(1.) : The two questions which were unsuccessfully urged before the learned single Judge are also urged in this appeal, viz., whether in respect of a loan advanced by the respondent No. 3-corporation, it can proceed agains the surety for recovery of the loan instead of first proceeding against the loanee; and, secondly, whether the provisions of Section 32-G of the State Financial Corporations Act, 1951 and Section 52-A of the A.P. Revenue Recovery Act, 1864 cannot be made applicable for recovery of the amount as the amount could not be called land revenue.

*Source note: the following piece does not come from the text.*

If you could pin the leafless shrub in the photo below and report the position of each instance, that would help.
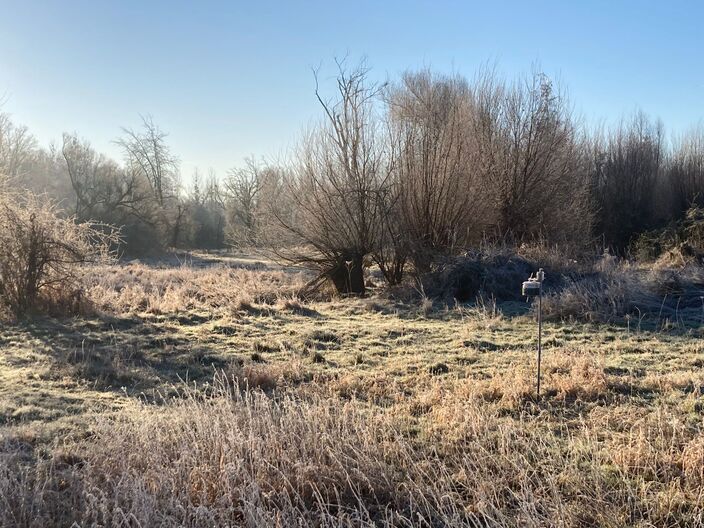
(341, 179)
(42, 257)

(2.) The learned single Judge held both the questions against the appellants though in respect of the second contention he took the view that Section 52-A of the A.P. Revenue Recovery Act, 1864 could be held to be ultra vires, and that G.N. Venkataswamy v. Tamil Nadu Small Industries Development Corporation Ltd. (1) AIR 1980 Mad 318, has taken a similar view, yet in view of the decision of this Court in Tamarind Seeds Products of India v. State of Andhra Pradesh (2) 1980 (2) ALT, 429, the question is no longer res Integra, and that though it was open for him to refer the matter to a larger Bench, yet because of amendment to the State Finance Corporations Act, 1951 by addition of Section 32-G to that Act, the question no longer remains as one to be decided.
(3.) The law is by nowfar well settled that the liability of the surety in respect of a loan is coextensive with that of the debtor and that it is open to the creditor to proceed against either the debtor or the surety or both. The leading decision on the question is Bank of Bihar v. Damodar Prasad (3) AIR 1969 SC 297, which has been subsequently followed in many other cases. Section 128 of the Contract Act makes the liability of the surety co-extensive with that of the debtor. The question, hence is no longer open to be canvassed.